While it achieves many longstanding priorities for Beltway Republicans, it contains some provisions that could alienate members of the working class, such as Medicaid cuts. It is telling that elements of the Right who have been very sympathetic to populist themes — such as Ann Coulter, many Breitbart writers, and Arkansas senator Tom Cotton — have been unsparing in their criticism of the AHCA. The bill itself is currently extremely unpopular, supported by only 17 percent of Americans according to the latest numbers from Quinnipiac.

It might be especially divisive for the Republican coalition. Donald Trump’s presidential campaign was premised upon outreach to working-class voters, and an improved performance with this demographic was crucial for breaking the “blue wall” at the presidential level and for the GOP’s successful defense of its Senate majority. Perhaps a key slice of the working class is what Pew calls the “Hard-Pressed Skeptic,” a type of voter skeptical of international trade and large institutions but also anxious for government support (even as Skeptics have grave doubts about the efficacy of the government). In many ways, Donald Trump campaigned as a Skeptic, and this group likely formed a key element of his electoral coalition in Rust Belt states.

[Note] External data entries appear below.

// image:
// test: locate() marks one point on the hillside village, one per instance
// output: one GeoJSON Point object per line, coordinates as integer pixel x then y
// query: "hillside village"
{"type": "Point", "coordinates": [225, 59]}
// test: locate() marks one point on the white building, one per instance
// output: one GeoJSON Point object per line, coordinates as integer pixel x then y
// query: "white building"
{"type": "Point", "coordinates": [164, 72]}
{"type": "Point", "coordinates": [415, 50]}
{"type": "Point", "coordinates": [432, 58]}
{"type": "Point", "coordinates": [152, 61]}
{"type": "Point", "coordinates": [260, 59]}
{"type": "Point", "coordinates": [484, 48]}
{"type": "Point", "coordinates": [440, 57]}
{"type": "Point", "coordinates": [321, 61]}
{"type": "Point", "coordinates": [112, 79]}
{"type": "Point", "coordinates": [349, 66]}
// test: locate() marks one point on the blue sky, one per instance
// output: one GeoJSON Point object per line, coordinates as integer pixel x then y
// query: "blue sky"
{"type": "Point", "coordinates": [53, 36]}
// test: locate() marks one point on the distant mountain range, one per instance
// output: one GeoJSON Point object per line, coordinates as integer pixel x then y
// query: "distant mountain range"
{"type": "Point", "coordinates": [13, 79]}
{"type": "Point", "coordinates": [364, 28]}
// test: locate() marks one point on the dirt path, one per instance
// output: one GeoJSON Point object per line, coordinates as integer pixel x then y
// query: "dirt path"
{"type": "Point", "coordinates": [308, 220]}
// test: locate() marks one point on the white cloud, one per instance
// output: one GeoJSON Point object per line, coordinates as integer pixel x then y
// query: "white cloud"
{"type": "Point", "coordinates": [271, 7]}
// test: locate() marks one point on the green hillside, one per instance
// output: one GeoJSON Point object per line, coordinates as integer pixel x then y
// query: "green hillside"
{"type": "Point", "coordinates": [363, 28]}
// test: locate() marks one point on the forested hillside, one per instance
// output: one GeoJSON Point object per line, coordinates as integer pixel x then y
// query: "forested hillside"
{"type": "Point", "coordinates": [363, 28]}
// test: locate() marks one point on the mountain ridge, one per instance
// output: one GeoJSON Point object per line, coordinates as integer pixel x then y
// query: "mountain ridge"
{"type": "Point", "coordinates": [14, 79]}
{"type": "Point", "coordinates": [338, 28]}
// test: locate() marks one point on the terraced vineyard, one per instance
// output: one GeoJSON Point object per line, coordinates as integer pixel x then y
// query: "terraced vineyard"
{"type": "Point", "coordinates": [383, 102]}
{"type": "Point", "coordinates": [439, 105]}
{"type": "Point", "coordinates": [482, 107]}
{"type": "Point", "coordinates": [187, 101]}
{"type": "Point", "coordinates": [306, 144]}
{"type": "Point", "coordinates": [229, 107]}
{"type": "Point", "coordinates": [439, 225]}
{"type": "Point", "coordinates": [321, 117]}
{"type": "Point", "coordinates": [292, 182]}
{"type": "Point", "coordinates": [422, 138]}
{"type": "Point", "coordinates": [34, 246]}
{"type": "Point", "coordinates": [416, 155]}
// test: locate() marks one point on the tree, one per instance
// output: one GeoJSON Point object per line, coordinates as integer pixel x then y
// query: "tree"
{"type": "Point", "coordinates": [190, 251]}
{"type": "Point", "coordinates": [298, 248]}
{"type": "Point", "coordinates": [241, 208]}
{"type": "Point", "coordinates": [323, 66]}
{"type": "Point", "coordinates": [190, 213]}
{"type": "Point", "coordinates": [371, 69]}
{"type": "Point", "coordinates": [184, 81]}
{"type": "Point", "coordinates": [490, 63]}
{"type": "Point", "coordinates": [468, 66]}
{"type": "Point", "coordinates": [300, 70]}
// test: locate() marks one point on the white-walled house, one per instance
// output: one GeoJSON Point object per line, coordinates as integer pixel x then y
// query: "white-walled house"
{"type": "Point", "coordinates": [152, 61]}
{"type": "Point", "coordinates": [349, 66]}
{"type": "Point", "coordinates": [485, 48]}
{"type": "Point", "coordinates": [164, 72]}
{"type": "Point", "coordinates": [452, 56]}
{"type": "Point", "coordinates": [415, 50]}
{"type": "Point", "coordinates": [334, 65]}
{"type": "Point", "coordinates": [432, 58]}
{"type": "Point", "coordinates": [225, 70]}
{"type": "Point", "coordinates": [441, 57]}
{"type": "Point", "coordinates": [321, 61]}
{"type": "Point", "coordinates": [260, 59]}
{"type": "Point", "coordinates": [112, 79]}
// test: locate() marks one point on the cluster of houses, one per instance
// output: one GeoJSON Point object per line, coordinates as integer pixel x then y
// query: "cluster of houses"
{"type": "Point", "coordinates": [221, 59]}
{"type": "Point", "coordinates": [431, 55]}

Republicans risk grave political danger if they lose the faith of working-class voters because of GOP decisions on health care and other policies. These voters might enjoy President Trump’s combative approach to institutional Washington, but that pleasure could soon sour if they think that the administration is not advancing their policy priorities. It’s possible that the most dangerous position for Republicans on health care is that the GOP passes some reforms to the financing of health care, enough for Democrats to accuse them of denying care to people, while also failing to pass any reforms that could expand access to health care (such as expanding the insurance market). That is to say, Phase 1 without Phase 3 might be a very uncomfortable position for the GOP.

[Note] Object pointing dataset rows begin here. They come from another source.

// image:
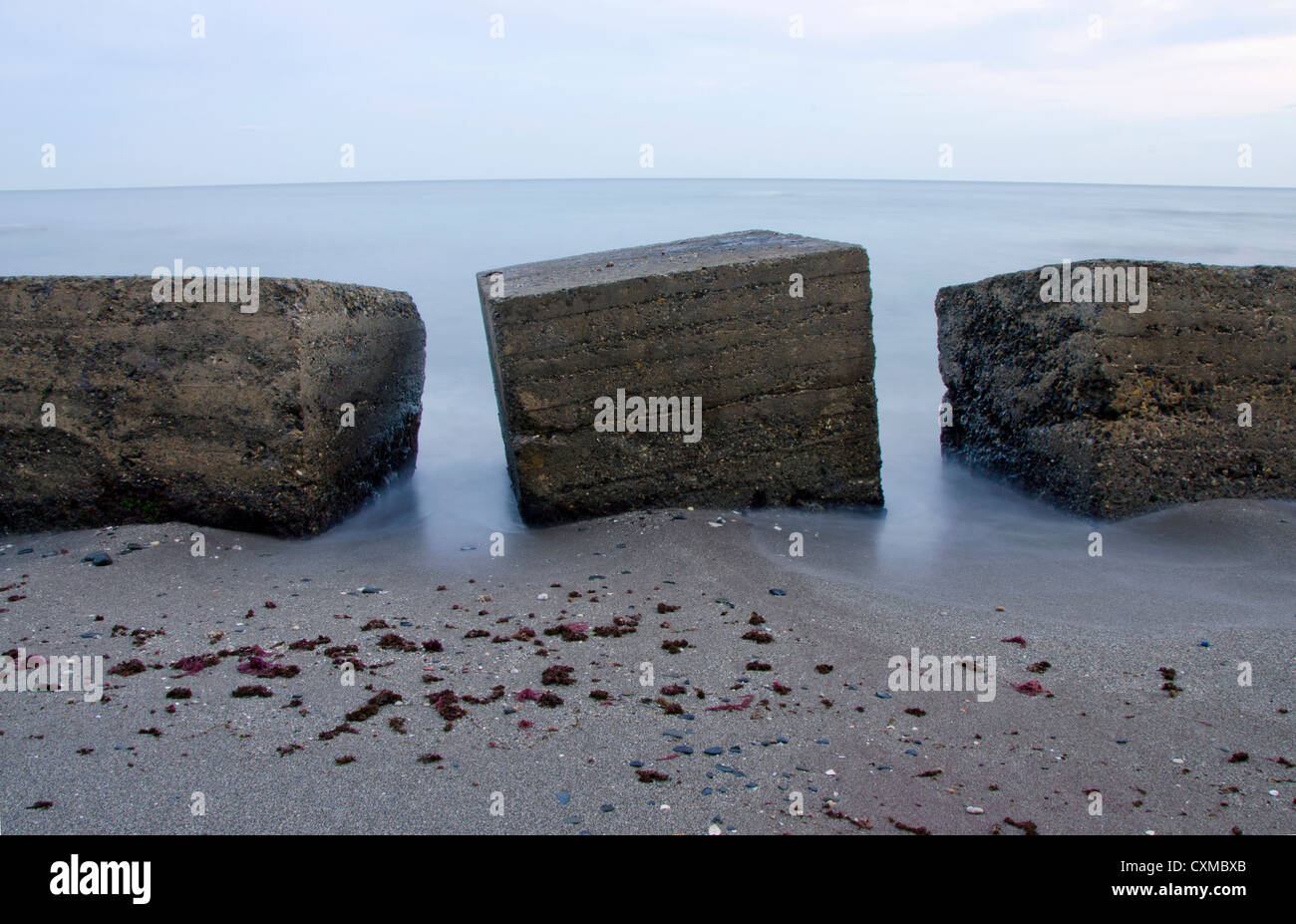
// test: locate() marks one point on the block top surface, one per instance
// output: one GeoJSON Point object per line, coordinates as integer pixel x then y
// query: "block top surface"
{"type": "Point", "coordinates": [737, 247]}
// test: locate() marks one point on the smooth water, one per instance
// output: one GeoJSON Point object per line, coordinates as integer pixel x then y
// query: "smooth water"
{"type": "Point", "coordinates": [944, 525]}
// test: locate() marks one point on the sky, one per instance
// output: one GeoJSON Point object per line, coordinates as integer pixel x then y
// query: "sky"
{"type": "Point", "coordinates": [201, 92]}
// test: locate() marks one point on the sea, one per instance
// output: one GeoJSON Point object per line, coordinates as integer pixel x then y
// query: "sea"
{"type": "Point", "coordinates": [947, 536]}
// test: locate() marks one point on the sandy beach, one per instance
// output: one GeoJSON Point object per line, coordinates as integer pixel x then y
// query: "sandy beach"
{"type": "Point", "coordinates": [724, 744]}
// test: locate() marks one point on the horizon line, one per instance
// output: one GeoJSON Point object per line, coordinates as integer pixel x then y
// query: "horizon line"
{"type": "Point", "coordinates": [623, 179]}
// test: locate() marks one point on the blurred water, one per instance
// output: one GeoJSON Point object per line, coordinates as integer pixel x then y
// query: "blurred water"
{"type": "Point", "coordinates": [429, 238]}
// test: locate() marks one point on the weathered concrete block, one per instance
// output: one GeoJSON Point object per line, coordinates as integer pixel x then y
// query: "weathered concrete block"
{"type": "Point", "coordinates": [117, 409]}
{"type": "Point", "coordinates": [772, 333]}
{"type": "Point", "coordinates": [1111, 411]}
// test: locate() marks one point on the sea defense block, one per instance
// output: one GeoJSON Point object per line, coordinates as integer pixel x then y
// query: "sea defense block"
{"type": "Point", "coordinates": [727, 371]}
{"type": "Point", "coordinates": [271, 405]}
{"type": "Point", "coordinates": [1115, 388]}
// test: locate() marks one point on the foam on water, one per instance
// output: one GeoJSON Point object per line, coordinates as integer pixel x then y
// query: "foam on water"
{"type": "Point", "coordinates": [946, 530]}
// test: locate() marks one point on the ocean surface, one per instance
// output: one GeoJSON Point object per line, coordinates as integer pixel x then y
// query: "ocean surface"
{"type": "Point", "coordinates": [947, 535]}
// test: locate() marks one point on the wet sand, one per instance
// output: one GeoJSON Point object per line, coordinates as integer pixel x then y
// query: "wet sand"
{"type": "Point", "coordinates": [1162, 763]}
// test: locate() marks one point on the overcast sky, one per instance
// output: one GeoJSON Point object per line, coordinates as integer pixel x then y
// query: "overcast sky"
{"type": "Point", "coordinates": [1140, 91]}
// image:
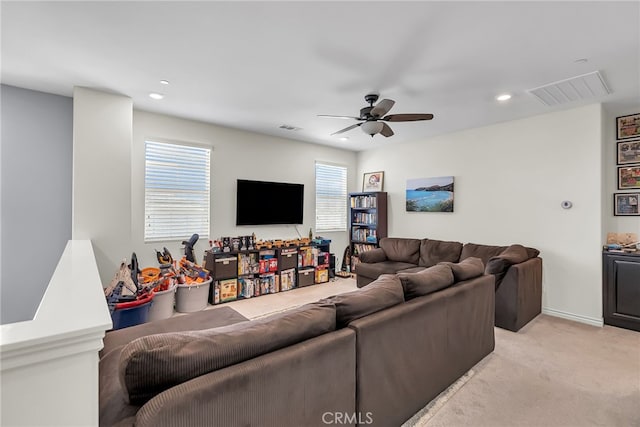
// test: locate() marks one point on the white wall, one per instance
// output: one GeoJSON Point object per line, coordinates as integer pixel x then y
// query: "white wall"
{"type": "Point", "coordinates": [102, 126]}
{"type": "Point", "coordinates": [617, 224]}
{"type": "Point", "coordinates": [36, 195]}
{"type": "Point", "coordinates": [236, 154]}
{"type": "Point", "coordinates": [510, 179]}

Sometimes, political dangers can be gone around rather than faced head on. If the House remains at an impasse on the AHCA, congressional leaders could return to the table with a legislative strategy that defers some reductions in Medicaid expenditures in order instead to offer some targeted reforms to the insurance markets and other elements of the medical-delivery system in the United States. If health-care costs are brought down and if the economy improves, Republicans could then have more space for a thoroughgoing reform of the Medicaid system; a vibrant economy was a key context for the welfare reform of the 1990s, and entitlement reform can often proceed more effectively in a time of economic optimism.

A bad bill passed quickly might be far more damaging to the policy agenda of Republicans than a better bill (or set of bills) passed more slowly, and, as Ramesh Ponnuru has noted, Republicans might be able to add more regulatory elements to the AHCA if they take the time to do so. As they continue to negotiate the AHCA, Republicans might remember that the who’s-up-who’s-down newscycle has an increasingly small half-life; policy accomplishments — and shortcomings — live on.